These works can be haunting, even eerie. Human figures are suspended mid-step (or mid-selfie) on the ocean floor, bathed in a cool, otherwordly light. As they age, the sculptures develop a certain surrealist quality; Taylor’s photographs of his installations months and years after they’ve been submerged capture faces and limbs transformed by coral in brilliant colors or rippling tufts of seaweed. Schools of fish can be seen flitting back and forth amidst the otherwise frozen tableau.
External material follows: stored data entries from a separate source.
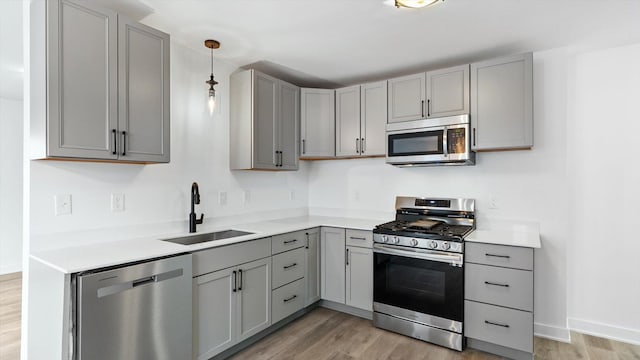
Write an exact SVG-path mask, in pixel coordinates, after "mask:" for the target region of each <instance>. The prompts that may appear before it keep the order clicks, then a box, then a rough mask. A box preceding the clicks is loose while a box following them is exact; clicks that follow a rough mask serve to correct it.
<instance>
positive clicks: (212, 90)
mask: <svg viewBox="0 0 640 360" xmlns="http://www.w3.org/2000/svg"><path fill="white" fill-rule="evenodd" d="M204 46H206V47H208V48H209V49H211V75H210V76H209V80H207V81H206V83H207V84H209V114H211V115H213V111H214V110H215V108H216V89H214V88H213V87H214V86H215V85H217V84H218V82H217V81H215V80H214V79H213V49H217V48H219V47H220V42H218V41H216V40H211V39H209V40H205V41H204Z"/></svg>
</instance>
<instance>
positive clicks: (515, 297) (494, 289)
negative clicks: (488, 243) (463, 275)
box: [464, 263, 533, 311]
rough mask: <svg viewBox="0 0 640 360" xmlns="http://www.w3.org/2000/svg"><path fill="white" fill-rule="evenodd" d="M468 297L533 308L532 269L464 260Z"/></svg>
mask: <svg viewBox="0 0 640 360" xmlns="http://www.w3.org/2000/svg"><path fill="white" fill-rule="evenodd" d="M464 271H465V281H464V284H465V285H464V286H465V297H466V298H467V299H469V300H475V301H480V302H484V303H489V304H494V305H500V306H506V307H510V308H514V309H520V310H526V311H533V271H529V270H517V269H507V268H501V267H496V266H487V265H477V264H469V263H467V264H465V270H464Z"/></svg>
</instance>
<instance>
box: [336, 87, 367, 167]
mask: <svg viewBox="0 0 640 360" xmlns="http://www.w3.org/2000/svg"><path fill="white" fill-rule="evenodd" d="M360 147H361V140H360V86H359V85H358V86H351V87H347V88H342V89H338V90H336V156H357V155H360V153H361V149H360Z"/></svg>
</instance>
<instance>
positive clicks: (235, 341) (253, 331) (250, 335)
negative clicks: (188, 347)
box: [193, 238, 272, 360]
mask: <svg viewBox="0 0 640 360" xmlns="http://www.w3.org/2000/svg"><path fill="white" fill-rule="evenodd" d="M270 252H271V239H270V238H265V239H259V240H254V241H249V242H245V243H240V244H235V245H230V246H224V247H220V248H214V249H209V250H205V251H200V252H196V253H194V275H195V277H194V279H193V301H194V304H193V326H194V331H193V334H194V338H193V348H194V353H195V354H196V358H197V359H203V360H204V359H209V358H211V357H213V356H215V355H216V354H218V353H220V352H222V351H224V350H226V349H228V348H230V347H231V346H233V345H235V344H237V343H239V342H241V341H243V340H245V339H247V338H249V337H251V336H253V335H255V334H257V333H259V332H260V331H262V330H264V329H266V328H268V327H269V326H270V325H271V273H272V270H271V256H270V255H271V254H270ZM260 257H262V258H260ZM256 258H258V259H257V260H254V259H256ZM238 262H241V264H240V265H233V266H231V267H228V266H229V264H233V263H235V264H237V263H238ZM225 266H227V267H225ZM220 267H225V268H223V269H220Z"/></svg>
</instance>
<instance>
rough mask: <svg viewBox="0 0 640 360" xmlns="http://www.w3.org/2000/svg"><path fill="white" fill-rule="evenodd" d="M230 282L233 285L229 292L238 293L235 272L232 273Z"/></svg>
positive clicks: (235, 273) (237, 277) (237, 274)
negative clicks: (232, 291) (232, 283)
mask: <svg viewBox="0 0 640 360" xmlns="http://www.w3.org/2000/svg"><path fill="white" fill-rule="evenodd" d="M231 282H232V283H233V287H232V288H231V291H233V292H236V291H238V273H237V272H236V271H235V270H233V271H232V275H231Z"/></svg>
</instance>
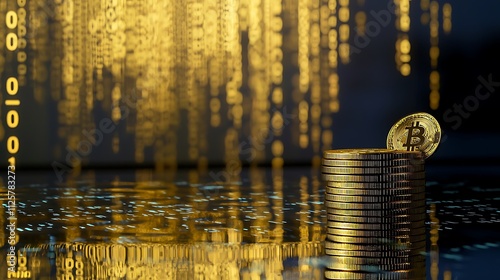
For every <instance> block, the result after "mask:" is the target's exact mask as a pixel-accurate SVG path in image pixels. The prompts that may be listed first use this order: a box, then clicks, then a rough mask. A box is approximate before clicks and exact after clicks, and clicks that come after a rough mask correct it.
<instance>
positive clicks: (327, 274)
mask: <svg viewBox="0 0 500 280" xmlns="http://www.w3.org/2000/svg"><path fill="white" fill-rule="evenodd" d="M411 275H412V270H398V271H386V272H368V271H367V272H363V271H359V270H356V271H338V270H325V279H336V280H344V279H364V280H382V279H384V280H401V279H414V278H410V277H411Z"/></svg>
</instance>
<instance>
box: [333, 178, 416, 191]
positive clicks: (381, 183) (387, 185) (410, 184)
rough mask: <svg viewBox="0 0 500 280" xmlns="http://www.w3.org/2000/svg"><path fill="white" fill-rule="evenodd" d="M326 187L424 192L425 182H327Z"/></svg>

These changes are part of what’s so compelling about Taylor’s practice. Beyond its artistic merit, his work fosters new ecosystems in otherwise barren aquatic landscapes. The spectacle of these underwater sculpture parks diverts tourists from fragile natural environments; Cancún’s museum, for example, was conceived as a way to draw the 87,000 annual visitors away from the area’s endangered natural reefs.
Although Taylor began this work with some understanding of underwater flora and fauna—he was a diving instructor and naturalist for years before committing full-time to art—he’s learned much more since he sunk his first sculpture in 2006. All his creations are crafted from pH-neutral concrete to avoid altering the acidity of the water. He keeps surface texture in mind while creating each work—roughness caters to corals and sponges drifting through the water, while glassiness attracts worms and certain types of algae that sea urchins prefer. “And there’s a massive element of luck as well,” the artist tells me. “You can never quite predict how it’s going to change.”
The sea life that grows depends on location, as well. While beginning work in Lanzarote, “I didn’t think it would be as heavily populated as the Caribbean,” he notes. “I associated tropical waters with an abundance of life. I thought, ‘Colder seas, it’s going to be a little more subtle, the changes.’ In fact, it’s actually been more.”